Tanzania probably doesn’t come to mind when you think about solar power leaders. But it’s actually working on a solar power project worthy of global notice, I think. The solar project will put solar power on “45 secondary schools, 10 health centres, 120 dispensaries, municipal buildings and businesses across 25 village market centres currently without access to the electricity grid.”
Camco International, a global clean energy developer, and Rex Investment Limited (RIL), a solar power contractor based in Tanzania, were just awarded $4.7 million for this rural Tanzanian solar power project in the region of Kigoma.
“The contract was awarded by the Millennium Challenge Corporation (MCC), a US foreign aid agency which operates in Tanzania as the Millennium Challenge Account – Tanzania (MCA-T),” Camco notes. “As part of the project Camco will also work to encourage households in the region to install small-scale solar home systems (SHS) by advising communities on the collective purchase and installation of systems in bulk, thereby achieving significant economies of scale.”
While a modest 208kW in projected solar power capacity, this is the larges solar power project in the history of Tanzania and will be very important for this rural region.
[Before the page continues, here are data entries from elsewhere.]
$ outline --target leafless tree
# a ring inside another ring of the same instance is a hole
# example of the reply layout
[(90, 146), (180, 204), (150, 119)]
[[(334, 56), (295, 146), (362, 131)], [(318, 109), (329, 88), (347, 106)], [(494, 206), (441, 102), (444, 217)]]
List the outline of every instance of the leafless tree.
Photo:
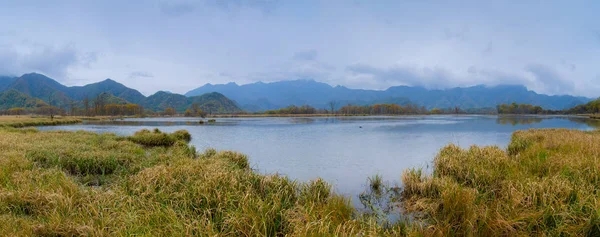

Work is projected to begin on the project in May 2012 and should be done by July 2013.
Tanzania has a ton of solar power potential and very little electricity — perfect for leapfrogging fossil fuels and going straight to clean energy:
“Currently only 15% of Tanzania’s population has access to electricity according to the country’s Ministry of Energy and Minerals. Tanzania ranks amongst the world’s top ten countries for solar irradiation and small-scale solar power installations of the type promoted under the Kigoma programme are expected to play an increasingly important role in meeting the growing energy demand of Tanzania’s rural communities.”
Jeff Felten, Managing Director, Camco Tanzania said: “We are delighted that the MCC has recognized the positive impact small-scale solar installations can have on rural off-grid communities in Tanzania. While industrialized countries are trying to rethink or refit their old coal-fired plants, much of Africa could potentially leapfrog that stage and move straight to renewable energy generation. The MCC’s award of the Kigoma Solar Project to the joint venture partnership between Camco and RIL is an important validation of our unrivalled expertise and experience developing off-grid rural energy projects in Tanzania. In RIL we are pleased to have identified a strong contractor with which to partner and Camco looks forward to working together to further expand the market for solar energy use in Tanzania.”